While the chancellor has saved most of the big announcements for today, there have been a number of significant developments ahead of the Spending Review. Here's a quick roundup of some of the big pre-Spending Review stories CSW has covered recently:
Analysis and opinion
Since the announcement of the Spending Review, CSW's team of expert columnists have been analysing what today's announcement is likely to mean for the civil service workforce and the future of public services – and asking whether the Treasury could have gone about the process in a better way.
We'll have more in-depth reaction this afternoon – but here's a selection of some of the columns we've commissioned in recent months.
Peter Riddell, the Institute for Government: "There will be tricky trade-offs. But the indicated shift in relative pay between the public and private sectors may reduce the attractiveness of working in the civil service, affecting both recruitment and retention. And the really tough news for the civil service will come in the autumn."

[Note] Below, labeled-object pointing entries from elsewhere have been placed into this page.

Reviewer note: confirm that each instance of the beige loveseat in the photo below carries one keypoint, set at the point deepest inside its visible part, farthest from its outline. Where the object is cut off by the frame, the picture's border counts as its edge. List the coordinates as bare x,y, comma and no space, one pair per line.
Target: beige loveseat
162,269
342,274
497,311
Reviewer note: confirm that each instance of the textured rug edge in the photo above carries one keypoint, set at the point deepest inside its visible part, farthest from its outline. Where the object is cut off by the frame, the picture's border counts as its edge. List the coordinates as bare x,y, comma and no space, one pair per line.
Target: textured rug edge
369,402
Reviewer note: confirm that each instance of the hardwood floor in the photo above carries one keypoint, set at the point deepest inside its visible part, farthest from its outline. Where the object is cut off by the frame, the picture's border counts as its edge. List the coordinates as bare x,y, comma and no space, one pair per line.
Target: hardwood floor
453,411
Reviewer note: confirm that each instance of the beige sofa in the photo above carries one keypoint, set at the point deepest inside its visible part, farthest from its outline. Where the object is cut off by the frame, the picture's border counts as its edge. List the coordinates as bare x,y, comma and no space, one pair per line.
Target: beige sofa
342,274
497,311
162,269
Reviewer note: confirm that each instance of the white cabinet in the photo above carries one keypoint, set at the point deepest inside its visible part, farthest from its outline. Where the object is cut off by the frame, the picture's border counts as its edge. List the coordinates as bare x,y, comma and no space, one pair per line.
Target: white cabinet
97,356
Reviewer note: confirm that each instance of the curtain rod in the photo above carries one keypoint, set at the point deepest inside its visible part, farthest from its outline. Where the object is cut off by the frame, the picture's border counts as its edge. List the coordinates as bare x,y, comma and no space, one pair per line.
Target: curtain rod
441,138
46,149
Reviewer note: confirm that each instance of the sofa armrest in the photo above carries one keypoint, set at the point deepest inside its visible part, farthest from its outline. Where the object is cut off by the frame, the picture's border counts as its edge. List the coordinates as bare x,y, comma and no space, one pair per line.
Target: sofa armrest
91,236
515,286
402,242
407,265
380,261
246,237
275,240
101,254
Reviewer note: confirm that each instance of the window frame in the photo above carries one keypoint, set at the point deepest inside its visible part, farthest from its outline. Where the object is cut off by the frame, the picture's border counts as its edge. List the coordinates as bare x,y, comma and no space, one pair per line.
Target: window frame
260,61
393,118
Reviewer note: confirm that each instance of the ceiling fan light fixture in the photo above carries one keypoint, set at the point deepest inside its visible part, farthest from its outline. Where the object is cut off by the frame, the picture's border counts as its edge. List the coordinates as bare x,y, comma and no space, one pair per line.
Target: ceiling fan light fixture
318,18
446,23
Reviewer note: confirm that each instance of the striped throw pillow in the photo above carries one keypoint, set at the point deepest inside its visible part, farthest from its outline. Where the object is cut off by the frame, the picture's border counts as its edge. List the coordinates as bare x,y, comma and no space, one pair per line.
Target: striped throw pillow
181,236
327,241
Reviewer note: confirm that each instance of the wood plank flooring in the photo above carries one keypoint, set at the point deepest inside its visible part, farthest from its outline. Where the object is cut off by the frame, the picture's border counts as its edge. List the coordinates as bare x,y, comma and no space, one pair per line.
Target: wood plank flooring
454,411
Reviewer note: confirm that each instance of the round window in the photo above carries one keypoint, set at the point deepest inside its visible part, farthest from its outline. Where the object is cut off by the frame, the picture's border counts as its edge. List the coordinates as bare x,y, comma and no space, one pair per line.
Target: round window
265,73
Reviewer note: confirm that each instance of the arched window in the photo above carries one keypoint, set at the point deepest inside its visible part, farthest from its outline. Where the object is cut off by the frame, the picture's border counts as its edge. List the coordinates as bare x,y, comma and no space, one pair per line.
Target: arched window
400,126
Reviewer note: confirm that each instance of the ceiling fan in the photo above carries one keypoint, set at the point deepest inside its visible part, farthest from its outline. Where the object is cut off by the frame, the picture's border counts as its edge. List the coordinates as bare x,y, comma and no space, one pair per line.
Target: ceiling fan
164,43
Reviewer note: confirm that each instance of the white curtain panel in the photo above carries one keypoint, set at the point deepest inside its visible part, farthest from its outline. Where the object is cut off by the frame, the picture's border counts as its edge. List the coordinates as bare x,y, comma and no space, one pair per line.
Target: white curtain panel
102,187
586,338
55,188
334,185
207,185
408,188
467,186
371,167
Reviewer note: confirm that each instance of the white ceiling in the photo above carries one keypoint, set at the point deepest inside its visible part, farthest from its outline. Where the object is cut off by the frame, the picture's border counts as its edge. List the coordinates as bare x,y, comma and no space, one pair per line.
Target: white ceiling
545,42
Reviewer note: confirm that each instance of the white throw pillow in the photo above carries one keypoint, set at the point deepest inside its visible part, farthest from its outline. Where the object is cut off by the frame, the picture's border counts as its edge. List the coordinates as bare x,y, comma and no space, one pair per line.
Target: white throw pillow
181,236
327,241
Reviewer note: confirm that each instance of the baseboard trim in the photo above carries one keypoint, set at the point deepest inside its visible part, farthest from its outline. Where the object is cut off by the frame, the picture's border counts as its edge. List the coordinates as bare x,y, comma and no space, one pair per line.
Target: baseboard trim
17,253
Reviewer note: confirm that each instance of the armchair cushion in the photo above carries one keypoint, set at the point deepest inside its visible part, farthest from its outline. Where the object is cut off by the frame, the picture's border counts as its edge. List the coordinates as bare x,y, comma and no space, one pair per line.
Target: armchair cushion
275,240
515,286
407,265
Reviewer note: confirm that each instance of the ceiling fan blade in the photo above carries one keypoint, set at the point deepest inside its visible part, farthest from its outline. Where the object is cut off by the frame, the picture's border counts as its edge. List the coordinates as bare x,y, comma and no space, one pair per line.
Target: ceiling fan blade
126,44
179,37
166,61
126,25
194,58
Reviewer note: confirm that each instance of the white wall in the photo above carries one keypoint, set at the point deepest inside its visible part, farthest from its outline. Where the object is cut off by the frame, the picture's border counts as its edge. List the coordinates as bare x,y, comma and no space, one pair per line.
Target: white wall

Josie Cluer, former BIS special adviser, now at Moorhouse consulting: "The challenge of achieving 25%-40% savings in unprotected departments is daunting. But, by transforming services – by understanding service users, harnessing the power of technology, and working across government both nationally and locally to integrate services – significant improvements can be achieved, at the same time as reducing costs."
Jane Dudman, CSW columnist: "What would the chancellor need, if he were putting together a truly democratic, evidence-led budget for the next four years? First, he’d want excellent information about the state of current public services and about the impact of potential cuts on those services. A private business of comparable size would give as much data as possible to its most senior managers, to enable them to assess competing priorities for the business."
Naomi Cooke, the FDA union: "Cuts are being called for and doubtless cuts will be imposed, but at what price? Signs are there that the continuing onslaught of directives from HM Treasury – on pay, exit packages, departmental budgets – might be causing more costly problems than are being generated in atomised budget reductions."
Stian Westlake, Nesta: "The Treasury combines the roles of a finance ministry, a budgetary ministry, and an economics ministry. To put it another way, it is responsible for managing the government’s borrowing and the health of the wider financial system; for balancing the government’s books and approving spending; and for the growth of the wider economy. You would hard pushed to find a single ministry in any other rich country that combined these roles."
Dave Penman, the FDA union: "The Institute for Fiscal Studies estimates that a further four years of pay restraint “will take public sector pay levels well below their long-term average relative to pay in the private sector, and indeed well below anything seen since we can readily make comparisons back to the early 1990s”. Yet the government seems oblivious to the impact this will have over the longer term."
Rob Whiteman, CIPFA: "In continuing to duck the challenges of a more informed conversation and relying on an over simplified narrative of spending and cuts, government and all parties are collectively turning a blind eye to some uncomfortable problems."
Dr Joachim Wehner, LSE: "Without detailed spending plans for each department, subjected to careful parliamentary scrutiny and public debate, it will be difficult to safeguard the quality of expenditure over the coming years. The UK has a strong record in macro-fiscal transparency, but there is no room for complacency."
Garry Graham, Prospect union: "Five more years of austerity in our public services – where all the 'quick wins' and 'low hanging fruit' have already been banked or plucked – makes for a tough environment for those who devote their careers to working in the public interest."